The soul needs airing.

There is that stuffy feeling, isn’t there? When you’ve left the windows to your soul closed and the air inside grows stale. You need to pay attention to yourself, to listen to your quietness, to notice and listen to your own human body. 

I felt that last week, like I needed to shake myself out. Wash myself and hang up to dry. I needed to care for myself. 

So I spent hours grooming myself. Bathing in hot water, massaging shampoo into the roots of my hair, washing my face with something expensive and needless, but luxurious all the same. Lying there, watching your body just beneath the surface, stretched out beyond you, is soothing. It enforces a presence with yourself. 

I like the feeling of my skin without the rough hair that grows on my legs, or under my arms, and so more hours were spent removing it. Different methods: shaving, epilating, plucking. Contorting my body to find the roughest bits underneath my thighs, or long ones in the crevice of my knee. Frustrating and satisfactory at the same time; a feeling almost certainly reinforced by western beauty standards. My smooth skin glistened after rubbing in some chocolatey smelling moisturiser, and I enjoyed the end result. How lovely all the lines of my body, how gentle and peach like my skin.  Never mind the patches of hair unfound and forgotten, never mind red little bumps left by unkind razors, never mind scars. 

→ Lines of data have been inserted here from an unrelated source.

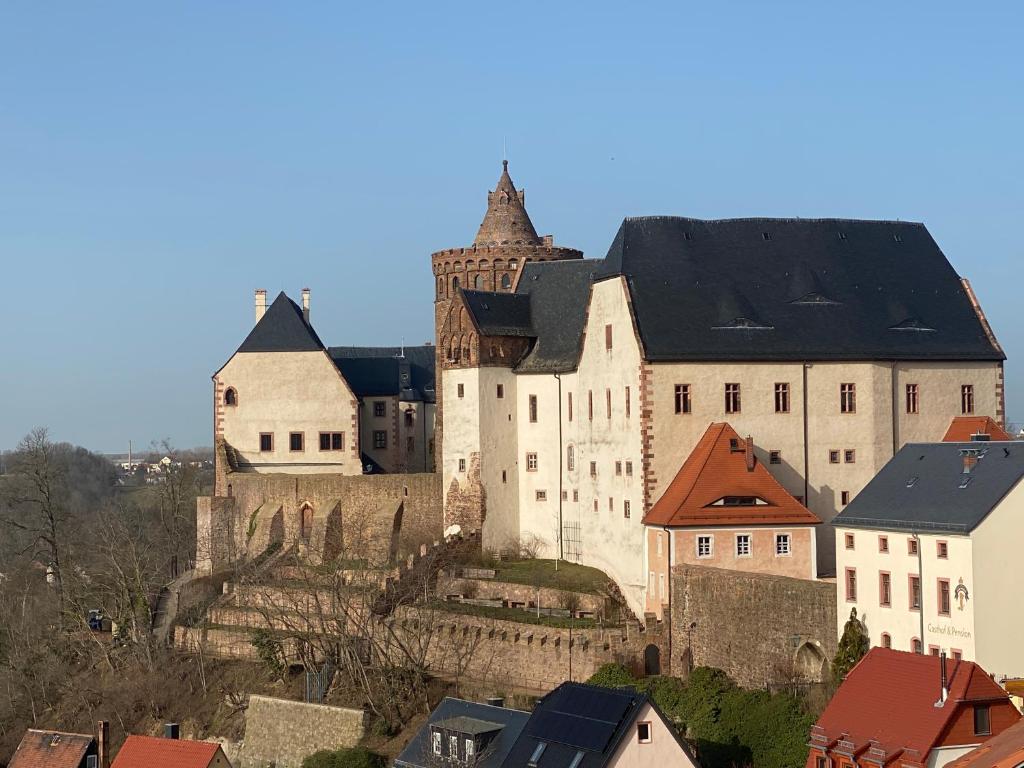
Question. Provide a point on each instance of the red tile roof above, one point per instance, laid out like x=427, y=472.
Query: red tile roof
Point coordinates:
x=147, y=752
x=890, y=695
x=50, y=750
x=962, y=427
x=1003, y=751
x=715, y=469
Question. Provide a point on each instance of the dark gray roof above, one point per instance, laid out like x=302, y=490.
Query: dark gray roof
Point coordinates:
x=923, y=487
x=403, y=372
x=282, y=329
x=579, y=719
x=794, y=289
x=418, y=752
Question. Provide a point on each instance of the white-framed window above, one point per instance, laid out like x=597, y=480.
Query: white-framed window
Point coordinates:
x=743, y=546
x=706, y=545
x=783, y=545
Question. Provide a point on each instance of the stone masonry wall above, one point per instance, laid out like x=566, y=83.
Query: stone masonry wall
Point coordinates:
x=281, y=733
x=759, y=629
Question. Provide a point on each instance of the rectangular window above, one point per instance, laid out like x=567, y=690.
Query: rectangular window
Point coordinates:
x=967, y=398
x=851, y=585
x=781, y=398
x=911, y=398
x=706, y=546
x=848, y=398
x=982, y=721
x=943, y=597
x=914, y=592
x=732, y=398
x=742, y=545
x=683, y=403
x=783, y=545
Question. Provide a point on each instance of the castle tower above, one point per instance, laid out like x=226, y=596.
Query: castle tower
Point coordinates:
x=504, y=243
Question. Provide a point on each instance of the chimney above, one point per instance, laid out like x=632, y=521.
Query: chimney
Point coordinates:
x=260, y=303
x=103, y=743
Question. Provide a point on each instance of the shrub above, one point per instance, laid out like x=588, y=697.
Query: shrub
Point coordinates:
x=356, y=757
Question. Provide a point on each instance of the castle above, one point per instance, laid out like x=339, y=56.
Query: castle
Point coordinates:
x=574, y=393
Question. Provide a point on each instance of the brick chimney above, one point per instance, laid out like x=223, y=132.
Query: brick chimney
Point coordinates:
x=260, y=303
x=103, y=743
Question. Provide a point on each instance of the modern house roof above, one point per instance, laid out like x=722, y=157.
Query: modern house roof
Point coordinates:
x=51, y=750
x=968, y=428
x=720, y=484
x=889, y=697
x=469, y=718
x=924, y=487
x=147, y=752
x=1003, y=751
x=794, y=289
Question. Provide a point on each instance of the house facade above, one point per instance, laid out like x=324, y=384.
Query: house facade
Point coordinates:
x=924, y=552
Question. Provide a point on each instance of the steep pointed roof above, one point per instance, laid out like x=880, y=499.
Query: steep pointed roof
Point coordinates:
x=506, y=219
x=709, y=488
x=282, y=329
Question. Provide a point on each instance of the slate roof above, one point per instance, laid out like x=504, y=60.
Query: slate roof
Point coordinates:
x=418, y=754
x=406, y=372
x=716, y=469
x=794, y=289
x=148, y=752
x=282, y=329
x=923, y=487
x=890, y=695
x=40, y=749
x=963, y=429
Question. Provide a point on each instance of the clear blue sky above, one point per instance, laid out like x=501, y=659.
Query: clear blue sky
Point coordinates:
x=159, y=161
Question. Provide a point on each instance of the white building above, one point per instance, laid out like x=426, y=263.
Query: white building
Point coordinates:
x=929, y=553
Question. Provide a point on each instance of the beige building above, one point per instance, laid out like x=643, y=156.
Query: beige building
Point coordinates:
x=927, y=552
x=573, y=393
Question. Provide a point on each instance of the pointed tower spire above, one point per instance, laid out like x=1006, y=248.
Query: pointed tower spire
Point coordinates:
x=506, y=219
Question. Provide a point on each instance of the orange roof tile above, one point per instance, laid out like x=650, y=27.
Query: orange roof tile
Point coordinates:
x=962, y=427
x=148, y=752
x=716, y=469
x=50, y=750
x=890, y=697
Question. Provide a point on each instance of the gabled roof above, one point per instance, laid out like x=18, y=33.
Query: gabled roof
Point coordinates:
x=964, y=428
x=456, y=714
x=282, y=329
x=148, y=752
x=794, y=289
x=890, y=695
x=924, y=487
x=52, y=750
x=1003, y=751
x=715, y=470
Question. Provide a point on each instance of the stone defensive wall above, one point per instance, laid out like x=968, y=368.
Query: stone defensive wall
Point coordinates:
x=762, y=630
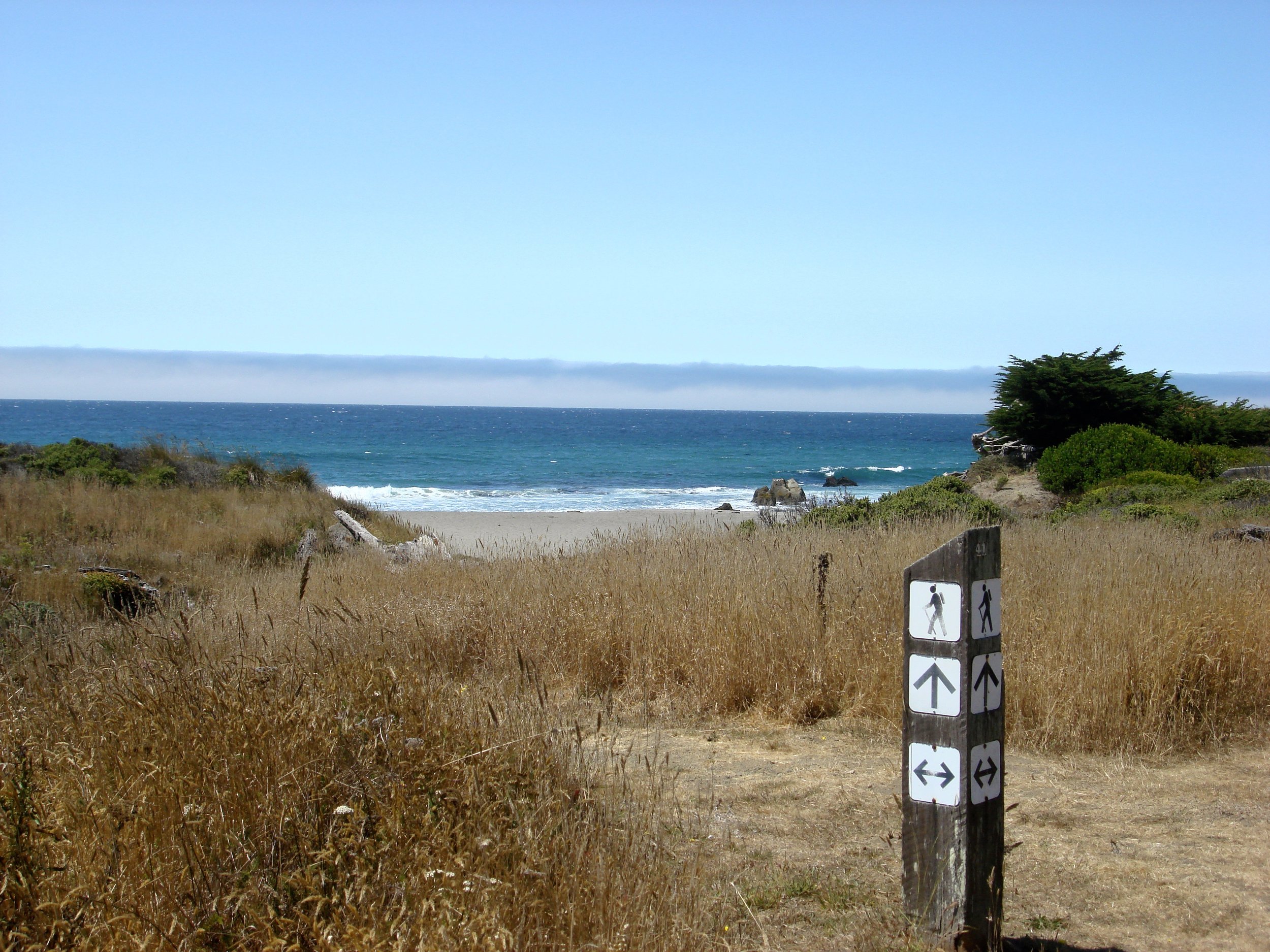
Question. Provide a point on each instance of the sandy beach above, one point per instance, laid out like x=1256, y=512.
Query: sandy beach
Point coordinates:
x=478, y=534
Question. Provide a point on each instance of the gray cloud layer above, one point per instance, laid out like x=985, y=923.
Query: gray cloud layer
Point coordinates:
x=73, y=374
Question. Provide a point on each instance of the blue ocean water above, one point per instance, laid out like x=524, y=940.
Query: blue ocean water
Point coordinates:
x=530, y=458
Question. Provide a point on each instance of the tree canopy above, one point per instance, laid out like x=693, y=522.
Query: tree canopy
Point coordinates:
x=1045, y=400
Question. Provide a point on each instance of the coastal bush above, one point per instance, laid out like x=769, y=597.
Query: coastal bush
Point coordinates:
x=1154, y=478
x=78, y=458
x=1106, y=452
x=161, y=475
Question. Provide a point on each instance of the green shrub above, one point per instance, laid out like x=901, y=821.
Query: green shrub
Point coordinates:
x=1239, y=490
x=162, y=475
x=299, y=476
x=1106, y=452
x=79, y=458
x=1227, y=424
x=941, y=498
x=1146, y=511
x=1151, y=511
x=1154, y=478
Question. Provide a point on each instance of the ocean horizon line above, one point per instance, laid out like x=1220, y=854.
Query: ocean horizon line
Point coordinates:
x=250, y=377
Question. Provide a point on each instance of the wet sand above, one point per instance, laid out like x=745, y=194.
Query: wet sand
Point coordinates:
x=481, y=534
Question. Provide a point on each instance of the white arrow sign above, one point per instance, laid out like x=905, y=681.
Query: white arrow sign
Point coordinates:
x=986, y=772
x=934, y=775
x=935, y=686
x=935, y=611
x=986, y=608
x=986, y=683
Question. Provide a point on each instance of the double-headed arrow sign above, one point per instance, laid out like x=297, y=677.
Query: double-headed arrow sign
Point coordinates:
x=945, y=773
x=986, y=770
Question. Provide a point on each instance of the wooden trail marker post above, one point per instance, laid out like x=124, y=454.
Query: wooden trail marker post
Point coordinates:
x=954, y=723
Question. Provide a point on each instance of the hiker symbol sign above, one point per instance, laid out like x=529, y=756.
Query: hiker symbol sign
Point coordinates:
x=986, y=608
x=935, y=611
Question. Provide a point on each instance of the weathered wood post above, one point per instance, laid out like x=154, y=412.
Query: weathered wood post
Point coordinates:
x=954, y=815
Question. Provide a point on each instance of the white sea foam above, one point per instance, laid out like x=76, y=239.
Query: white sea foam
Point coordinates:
x=544, y=499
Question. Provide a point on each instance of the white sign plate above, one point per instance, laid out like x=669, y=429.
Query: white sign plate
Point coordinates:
x=935, y=686
x=985, y=608
x=986, y=682
x=986, y=772
x=935, y=775
x=935, y=611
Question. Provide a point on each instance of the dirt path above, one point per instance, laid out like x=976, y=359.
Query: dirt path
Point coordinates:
x=1109, y=852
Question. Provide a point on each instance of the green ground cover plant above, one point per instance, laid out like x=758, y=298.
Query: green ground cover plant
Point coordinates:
x=1114, y=450
x=943, y=498
x=155, y=464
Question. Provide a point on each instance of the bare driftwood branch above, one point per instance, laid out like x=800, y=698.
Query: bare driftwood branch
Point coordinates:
x=989, y=445
x=426, y=546
x=360, y=532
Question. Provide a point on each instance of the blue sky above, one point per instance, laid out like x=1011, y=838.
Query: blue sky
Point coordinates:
x=880, y=186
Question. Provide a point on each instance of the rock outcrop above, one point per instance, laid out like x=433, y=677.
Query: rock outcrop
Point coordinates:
x=1246, y=473
x=1245, y=534
x=780, y=491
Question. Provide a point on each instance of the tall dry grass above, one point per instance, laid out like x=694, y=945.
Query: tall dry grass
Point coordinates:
x=305, y=777
x=174, y=780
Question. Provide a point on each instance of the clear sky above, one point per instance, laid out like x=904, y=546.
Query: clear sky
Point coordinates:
x=840, y=184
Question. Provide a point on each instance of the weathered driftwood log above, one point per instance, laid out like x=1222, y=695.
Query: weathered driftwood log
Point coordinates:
x=1012, y=450
x=1246, y=534
x=426, y=546
x=121, y=589
x=360, y=532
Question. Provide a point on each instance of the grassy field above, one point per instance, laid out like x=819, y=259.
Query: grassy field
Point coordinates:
x=440, y=754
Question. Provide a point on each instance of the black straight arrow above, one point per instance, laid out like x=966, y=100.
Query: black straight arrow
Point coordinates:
x=986, y=673
x=935, y=676
x=990, y=772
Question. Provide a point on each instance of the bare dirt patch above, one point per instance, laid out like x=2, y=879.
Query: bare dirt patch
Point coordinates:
x=1020, y=493
x=1103, y=852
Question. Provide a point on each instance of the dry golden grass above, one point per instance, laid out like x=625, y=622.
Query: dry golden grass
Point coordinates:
x=174, y=780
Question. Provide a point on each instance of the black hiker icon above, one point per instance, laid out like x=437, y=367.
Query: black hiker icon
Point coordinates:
x=936, y=613
x=986, y=626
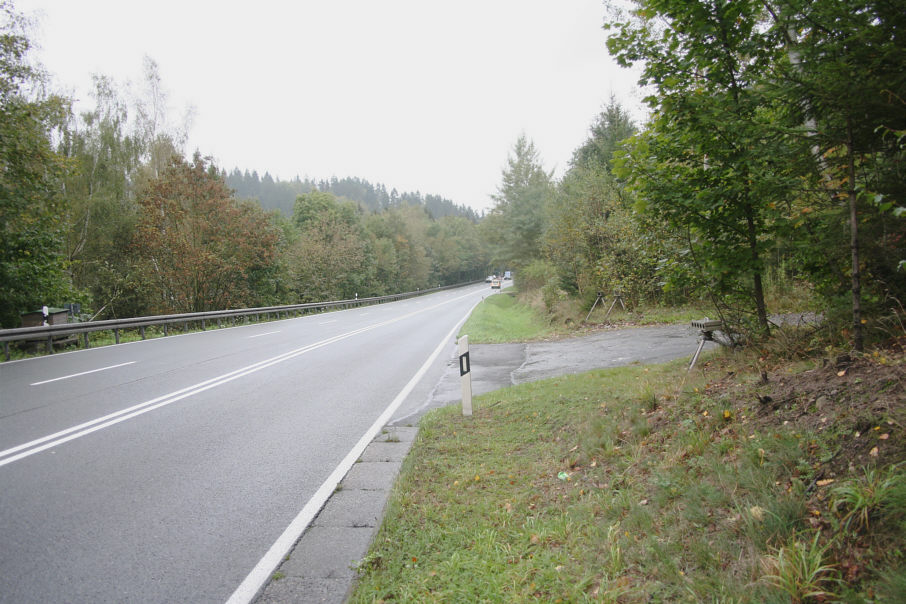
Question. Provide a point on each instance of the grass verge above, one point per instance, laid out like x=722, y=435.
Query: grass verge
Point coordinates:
x=622, y=486
x=502, y=318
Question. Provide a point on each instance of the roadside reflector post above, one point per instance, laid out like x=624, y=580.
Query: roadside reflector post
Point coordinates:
x=465, y=375
x=707, y=327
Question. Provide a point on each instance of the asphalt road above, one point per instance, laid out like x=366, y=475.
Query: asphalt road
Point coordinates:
x=171, y=470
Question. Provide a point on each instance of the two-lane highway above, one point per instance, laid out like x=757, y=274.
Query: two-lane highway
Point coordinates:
x=166, y=470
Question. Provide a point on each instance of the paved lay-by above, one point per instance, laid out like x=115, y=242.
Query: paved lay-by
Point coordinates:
x=321, y=567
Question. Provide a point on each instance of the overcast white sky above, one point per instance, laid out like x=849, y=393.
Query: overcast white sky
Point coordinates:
x=416, y=94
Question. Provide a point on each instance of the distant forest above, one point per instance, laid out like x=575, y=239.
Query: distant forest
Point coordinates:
x=276, y=194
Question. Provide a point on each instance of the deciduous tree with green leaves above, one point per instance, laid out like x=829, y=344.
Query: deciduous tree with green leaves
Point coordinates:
x=713, y=164
x=32, y=264
x=199, y=248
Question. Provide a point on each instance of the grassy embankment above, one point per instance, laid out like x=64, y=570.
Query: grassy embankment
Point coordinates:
x=643, y=484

And then to paint my face, and dry my softened hair, and watch the angles change with the light in the mirror. Not narcissistically, just interested, fascinated with the idea of this body of mine; this fleshy cell from which I look out of and feel and process. And also I guess narcissistically too, as I paint angles onto my face, shapes to accentuate features I like. But it is okay to like them, it is okay to spend time with yourself. 

And it worked, this grooming. I felt I had dusted out my mind, come back to myself. Centred myself. Is this what it takes to love oneself? Perhaps some of it. My body is important to my being, after all.